Other texts cited in Preston’s article (via Sebald) include Diderot’s Voyage en Hollande (1798), Chateaubriand’s Memoirs (Eng trans 1848), Flaubert, Swinburne, etc.

There’s a lively review of A Place in the Country by Tim Adams in The Observer, 27 April. I liked this bit: ‘He was, after all, in his writing, always in the company of ghosts, both of place and person, in anxious search, as he said, for “how everything is connected across space and time”; the books that have emerged since his absence from the realm of living writers only heighten this unsettling sense of willed limbo.’

Good stuff, but I’m not so sure about ‘willed limbo’…

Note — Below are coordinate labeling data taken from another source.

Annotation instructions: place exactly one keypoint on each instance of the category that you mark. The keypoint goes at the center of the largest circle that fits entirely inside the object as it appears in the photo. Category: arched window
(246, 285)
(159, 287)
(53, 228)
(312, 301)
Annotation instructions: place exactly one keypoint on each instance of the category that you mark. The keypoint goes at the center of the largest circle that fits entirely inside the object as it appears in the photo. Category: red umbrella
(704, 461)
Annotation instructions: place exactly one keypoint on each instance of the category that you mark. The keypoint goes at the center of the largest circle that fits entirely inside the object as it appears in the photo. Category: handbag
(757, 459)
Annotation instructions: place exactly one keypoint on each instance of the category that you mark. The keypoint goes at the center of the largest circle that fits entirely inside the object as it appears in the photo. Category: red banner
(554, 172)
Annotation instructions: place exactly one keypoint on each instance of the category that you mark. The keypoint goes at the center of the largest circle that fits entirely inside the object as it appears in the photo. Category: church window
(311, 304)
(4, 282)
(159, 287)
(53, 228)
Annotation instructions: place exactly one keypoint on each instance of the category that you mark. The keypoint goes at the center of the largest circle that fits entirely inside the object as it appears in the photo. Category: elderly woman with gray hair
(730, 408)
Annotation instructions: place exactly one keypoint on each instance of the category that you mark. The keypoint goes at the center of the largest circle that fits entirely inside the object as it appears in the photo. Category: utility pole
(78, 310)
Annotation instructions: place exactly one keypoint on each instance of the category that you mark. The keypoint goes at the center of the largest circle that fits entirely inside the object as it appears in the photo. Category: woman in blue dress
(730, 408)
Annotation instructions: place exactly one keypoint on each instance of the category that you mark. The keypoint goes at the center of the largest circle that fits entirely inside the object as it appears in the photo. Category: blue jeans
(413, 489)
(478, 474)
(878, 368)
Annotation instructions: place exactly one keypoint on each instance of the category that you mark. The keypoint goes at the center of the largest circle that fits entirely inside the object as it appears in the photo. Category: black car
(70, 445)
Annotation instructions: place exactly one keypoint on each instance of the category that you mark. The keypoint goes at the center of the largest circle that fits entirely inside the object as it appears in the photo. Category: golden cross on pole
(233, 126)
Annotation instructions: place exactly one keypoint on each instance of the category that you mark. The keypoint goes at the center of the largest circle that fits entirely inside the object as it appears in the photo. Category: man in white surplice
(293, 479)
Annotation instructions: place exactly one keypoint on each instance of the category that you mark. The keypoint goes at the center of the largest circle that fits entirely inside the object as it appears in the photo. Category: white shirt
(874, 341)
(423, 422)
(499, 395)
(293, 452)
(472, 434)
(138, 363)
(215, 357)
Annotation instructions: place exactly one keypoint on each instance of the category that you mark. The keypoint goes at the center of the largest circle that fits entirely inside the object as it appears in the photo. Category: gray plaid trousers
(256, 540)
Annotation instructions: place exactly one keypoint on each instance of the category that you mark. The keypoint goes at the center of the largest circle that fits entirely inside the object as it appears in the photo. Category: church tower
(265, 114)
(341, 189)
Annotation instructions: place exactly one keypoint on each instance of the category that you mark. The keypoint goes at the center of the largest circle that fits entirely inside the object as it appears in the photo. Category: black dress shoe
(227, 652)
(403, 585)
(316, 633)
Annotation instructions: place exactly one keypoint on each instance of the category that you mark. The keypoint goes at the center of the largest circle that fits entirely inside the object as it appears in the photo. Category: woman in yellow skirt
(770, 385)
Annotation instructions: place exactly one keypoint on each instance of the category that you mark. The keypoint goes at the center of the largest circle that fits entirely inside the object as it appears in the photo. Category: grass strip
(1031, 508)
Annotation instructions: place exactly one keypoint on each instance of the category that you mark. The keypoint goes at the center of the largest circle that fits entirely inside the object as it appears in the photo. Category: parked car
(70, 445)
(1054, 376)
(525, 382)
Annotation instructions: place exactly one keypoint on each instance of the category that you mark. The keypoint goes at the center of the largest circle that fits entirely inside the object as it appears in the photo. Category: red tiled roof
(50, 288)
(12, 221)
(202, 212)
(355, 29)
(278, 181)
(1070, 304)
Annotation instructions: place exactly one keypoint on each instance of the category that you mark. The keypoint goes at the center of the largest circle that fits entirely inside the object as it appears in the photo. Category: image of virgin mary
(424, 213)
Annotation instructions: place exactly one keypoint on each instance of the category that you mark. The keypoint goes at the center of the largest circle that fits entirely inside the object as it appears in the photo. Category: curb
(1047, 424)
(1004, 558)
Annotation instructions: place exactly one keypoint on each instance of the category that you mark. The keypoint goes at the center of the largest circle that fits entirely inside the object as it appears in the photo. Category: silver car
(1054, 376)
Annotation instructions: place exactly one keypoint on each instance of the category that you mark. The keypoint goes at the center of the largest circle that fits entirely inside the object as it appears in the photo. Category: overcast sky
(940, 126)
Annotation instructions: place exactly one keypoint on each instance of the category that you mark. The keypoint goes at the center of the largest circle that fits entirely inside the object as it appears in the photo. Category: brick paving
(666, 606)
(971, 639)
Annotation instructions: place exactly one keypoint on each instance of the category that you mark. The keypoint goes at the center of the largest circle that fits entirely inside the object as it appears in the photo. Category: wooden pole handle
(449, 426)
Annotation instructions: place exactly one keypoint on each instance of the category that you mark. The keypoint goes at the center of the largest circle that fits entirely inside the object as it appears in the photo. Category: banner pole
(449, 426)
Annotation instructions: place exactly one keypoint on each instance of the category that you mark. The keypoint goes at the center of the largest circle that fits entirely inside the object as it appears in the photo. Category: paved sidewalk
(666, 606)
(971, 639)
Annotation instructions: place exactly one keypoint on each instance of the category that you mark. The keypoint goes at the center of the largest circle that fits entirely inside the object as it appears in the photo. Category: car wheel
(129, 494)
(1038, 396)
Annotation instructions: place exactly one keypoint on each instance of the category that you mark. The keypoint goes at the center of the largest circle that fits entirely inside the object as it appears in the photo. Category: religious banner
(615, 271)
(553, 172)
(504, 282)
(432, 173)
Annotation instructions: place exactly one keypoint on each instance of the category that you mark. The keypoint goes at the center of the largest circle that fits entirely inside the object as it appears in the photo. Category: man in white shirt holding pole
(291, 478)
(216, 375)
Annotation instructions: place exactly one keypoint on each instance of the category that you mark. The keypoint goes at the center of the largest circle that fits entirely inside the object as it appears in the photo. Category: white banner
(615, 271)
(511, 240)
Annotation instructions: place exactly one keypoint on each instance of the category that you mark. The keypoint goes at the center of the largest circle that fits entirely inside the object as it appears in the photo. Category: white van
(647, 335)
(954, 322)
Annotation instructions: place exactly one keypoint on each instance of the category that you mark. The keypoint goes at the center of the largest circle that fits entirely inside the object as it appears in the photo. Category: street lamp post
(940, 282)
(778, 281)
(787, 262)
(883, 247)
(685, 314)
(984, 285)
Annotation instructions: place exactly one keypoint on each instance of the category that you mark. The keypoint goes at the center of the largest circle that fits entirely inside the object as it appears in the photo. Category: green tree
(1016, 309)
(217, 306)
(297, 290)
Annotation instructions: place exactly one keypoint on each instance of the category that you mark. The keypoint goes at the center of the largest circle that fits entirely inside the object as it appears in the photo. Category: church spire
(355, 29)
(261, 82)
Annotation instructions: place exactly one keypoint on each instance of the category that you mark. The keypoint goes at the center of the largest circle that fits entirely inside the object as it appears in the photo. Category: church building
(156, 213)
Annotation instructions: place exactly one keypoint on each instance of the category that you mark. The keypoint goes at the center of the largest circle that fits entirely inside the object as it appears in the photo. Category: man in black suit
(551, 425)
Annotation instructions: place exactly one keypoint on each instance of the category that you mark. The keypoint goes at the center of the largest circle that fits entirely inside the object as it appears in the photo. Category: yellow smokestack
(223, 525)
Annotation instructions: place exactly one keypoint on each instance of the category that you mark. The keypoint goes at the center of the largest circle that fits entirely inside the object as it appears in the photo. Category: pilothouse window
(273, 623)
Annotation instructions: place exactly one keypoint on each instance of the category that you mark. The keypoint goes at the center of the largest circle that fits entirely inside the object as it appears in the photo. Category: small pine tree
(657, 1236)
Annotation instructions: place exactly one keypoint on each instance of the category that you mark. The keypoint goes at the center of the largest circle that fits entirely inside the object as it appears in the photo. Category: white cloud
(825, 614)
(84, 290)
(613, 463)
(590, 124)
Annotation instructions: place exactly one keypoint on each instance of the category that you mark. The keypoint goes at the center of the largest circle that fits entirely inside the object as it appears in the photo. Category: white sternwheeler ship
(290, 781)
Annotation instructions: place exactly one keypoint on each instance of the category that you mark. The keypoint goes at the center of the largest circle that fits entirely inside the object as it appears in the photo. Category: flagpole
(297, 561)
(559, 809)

One of the figures Sebald writes about in this posthumous book is Robert Walser (1878-1956), a Swiss writer of feuilletons, stories and novels, who was much admired by the likes of Kafka and Musil, and about whom I intend posting some time in the future; might even finish the story I’m drafting about him under the working title ‘The Walker’.  If you cared to explore him further, there’s an informative 1998 essay by Sebald, originally published as ‘le promeneur solitiaire’, and which can now be read in English translation as the introduction to the 2009 New Directions translation of Walser’s novel The Tanners; if you click on that last link you’ll find one of many informative pieces on Sebald (and the influence of Walser, in the linked piece), in an excellent online lit. journal: A Piece of Monologue.   More on Sebald, no doubt, in future posts.